El Mitch trajo algunos avances en el debate y en las estrategias que marcaron algunos hitos destacables. La deuda externa, en este caso de Centroamérica, y su necesaria condonación. Iniciativas de algunos países de plantear una moratoria en el cobro, primero, y en condonarla, después, supusieron un avance y un precedente interesante. Falta asegurar que esa deuda, que pasa del debe al haber de los países centroamericanos, repercute de alguna manera en mejorar las condiciones de vida del 80% de la población que vive en la pobreza, y no vuelva a ser una ayuda para el bienestar sin límites de las elites asentadas en el poder.

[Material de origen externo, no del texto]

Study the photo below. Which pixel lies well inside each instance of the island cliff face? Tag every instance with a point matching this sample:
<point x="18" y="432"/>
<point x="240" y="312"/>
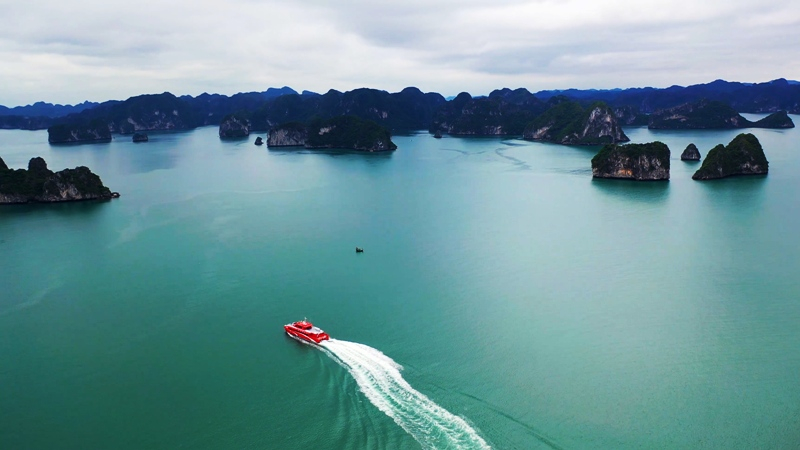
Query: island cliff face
<point x="39" y="184"/>
<point x="234" y="126"/>
<point x="691" y="153"/>
<point x="292" y="134"/>
<point x="503" y="112"/>
<point x="94" y="131"/>
<point x="569" y="123"/>
<point x="641" y="162"/>
<point x="345" y="132"/>
<point x="742" y="156"/>
<point x="706" y="114"/>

De sobra sabemos que, históricamente en Centroamérica, las crisis las sustentan los más vulnerables, y en la bonanza la riqueza se distribuye de manera desigual y, mayoritariamente, hacia el bolsillo de las elites dirigentes. Plantea por ello el Plan de Naciones Unidas para el Desarrollo (PNUD), que el crecimiento en América Latina es un crecimiento sin empleo (no aumentan los puestos de trabajo), sin voz (crece la economía pero no la democracia) y sin futuro (la actual generación despilfarra los recursos que necesitarán las generaciones futuras).

Entonces ¿será posible revertir la inercia de la globalización -sólo se globalizan las finanzas y la comunicación- para que los beneficios globales atiendan las necesidades de todos? ¿Será posible conseguir que el excedente económico que generen algunas condonaciones de la deuda externa centroamericana se traduzcan en políticas sociales? ¿Alguien cree sinceramente que la condonación de la deuda externa a Honduras se plasmará en más escuelas, más puestos de salud, más letrinas para la población rural y en más respeto para la dignidad de las mujeres, sin más esfuerzo que la firma de un protocolo marco y las oportunas bendiciones del Fondo Monetario Internacional? Nadie cree en milagros y mucho menos en promesas de quienes nunca las cumplen.

No hay otra alternativa para Centroamérica, y para el mundo, que los cambios estructurales desde la base. Ni siquiera las ayudas faraónicas que se anuncian cuando viene el desastre, y que, por cierto, luego no se materializan, van a salvar a los pueblos del subdesarrollo, la enfermedad, la miseria y la injusticia. Sobre todo si esa colaboración viene infectada por el principio inamovible de que nada debe cambiar porque a todos nos interesa que así sea.